Die Zuschauer vor Ort sind in Europa somit die entscheidende Finanzierungsquelle der WM. Wenn diese Finanzierungsquelle versiegt, klafft eine riesige Lücke, die durch Sponsorengelder oder öffentliche Förderprogramme - zumindest in Europa - nicht geschlossen werden kann. In Ländern wie der Türkei werden diese Beträge überwiegend durch Regierungssubventionen erbracht. Die Veranstaltungen werden dann aber auch entsprechend politisch instrumentalisiert, wie man im Falle der Türkei beobachten konnte.

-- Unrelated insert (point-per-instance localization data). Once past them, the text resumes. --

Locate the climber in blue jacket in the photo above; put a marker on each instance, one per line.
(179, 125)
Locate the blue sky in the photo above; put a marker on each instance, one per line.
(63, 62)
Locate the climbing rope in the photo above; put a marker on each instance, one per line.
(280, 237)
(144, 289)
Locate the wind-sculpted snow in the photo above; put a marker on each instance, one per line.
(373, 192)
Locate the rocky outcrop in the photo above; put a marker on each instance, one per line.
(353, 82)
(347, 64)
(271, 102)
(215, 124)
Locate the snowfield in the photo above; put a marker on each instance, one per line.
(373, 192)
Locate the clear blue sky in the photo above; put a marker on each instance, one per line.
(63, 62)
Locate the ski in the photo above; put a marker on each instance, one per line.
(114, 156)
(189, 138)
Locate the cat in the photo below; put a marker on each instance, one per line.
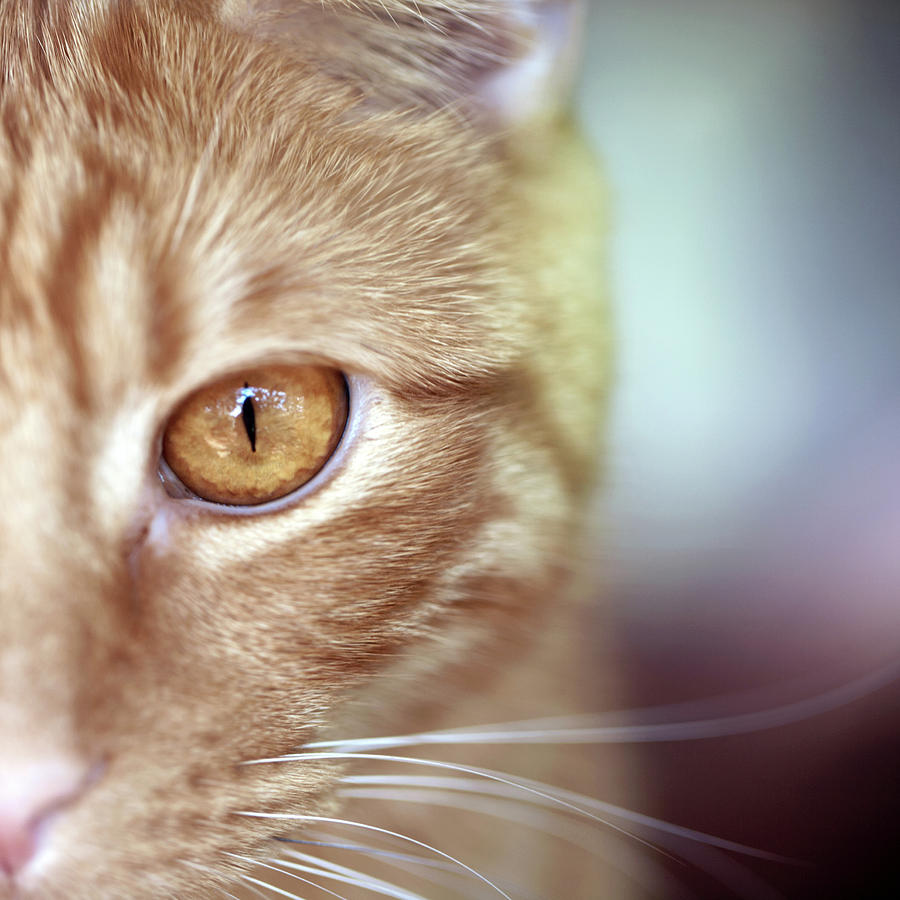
(304, 353)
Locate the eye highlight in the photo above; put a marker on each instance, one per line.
(258, 435)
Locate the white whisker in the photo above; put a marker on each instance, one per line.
(591, 729)
(477, 786)
(435, 871)
(327, 869)
(269, 887)
(548, 792)
(266, 865)
(299, 817)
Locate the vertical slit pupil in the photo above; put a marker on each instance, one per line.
(248, 415)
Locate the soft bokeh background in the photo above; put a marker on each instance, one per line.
(753, 498)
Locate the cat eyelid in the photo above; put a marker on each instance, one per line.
(358, 390)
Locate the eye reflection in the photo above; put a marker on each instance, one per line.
(257, 435)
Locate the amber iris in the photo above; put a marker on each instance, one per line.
(257, 435)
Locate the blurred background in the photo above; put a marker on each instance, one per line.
(753, 494)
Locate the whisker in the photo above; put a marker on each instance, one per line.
(327, 869)
(373, 851)
(510, 810)
(532, 787)
(299, 817)
(269, 887)
(591, 729)
(266, 865)
(435, 871)
(476, 786)
(738, 878)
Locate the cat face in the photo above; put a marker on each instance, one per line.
(184, 206)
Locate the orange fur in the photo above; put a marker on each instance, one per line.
(188, 189)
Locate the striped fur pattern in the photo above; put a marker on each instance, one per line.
(184, 191)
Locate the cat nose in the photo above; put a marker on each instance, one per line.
(32, 794)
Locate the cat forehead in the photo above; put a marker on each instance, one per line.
(239, 207)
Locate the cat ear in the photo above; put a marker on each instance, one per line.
(502, 60)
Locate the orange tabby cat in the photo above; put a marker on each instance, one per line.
(301, 358)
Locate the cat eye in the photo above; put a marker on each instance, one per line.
(258, 435)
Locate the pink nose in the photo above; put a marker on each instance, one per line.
(31, 795)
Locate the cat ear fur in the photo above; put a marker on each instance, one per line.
(502, 60)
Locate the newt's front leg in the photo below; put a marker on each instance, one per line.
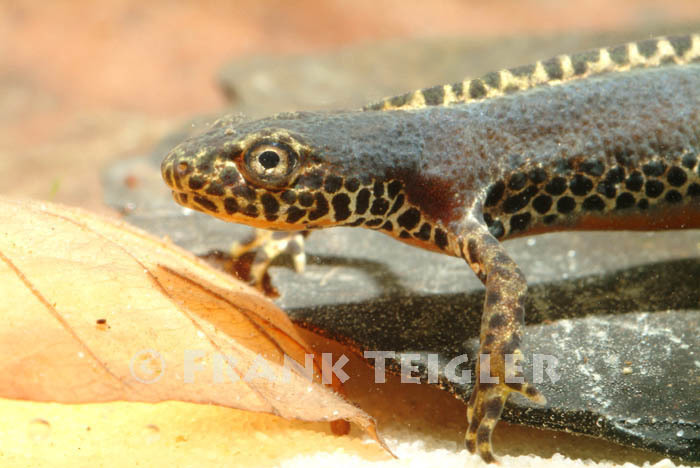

In dieser Woche führten wir ein exklusives Interview mit dem erfolgreichsten Motocrosser aller Zeiten: Stefan Everts. Ich erreichte ihn in seiner Heimat Belgien mit einer Video-Schaltung. Natürlich hat ein Mann wie er viel zu sagen. Im ersten Teil berichtet der zehnfache Champion über seinen aktuellen Gesundheitszustand nach der Malaria-Infektion und seine Radio-Show, die am kommenden Montag ihre Premiere hat.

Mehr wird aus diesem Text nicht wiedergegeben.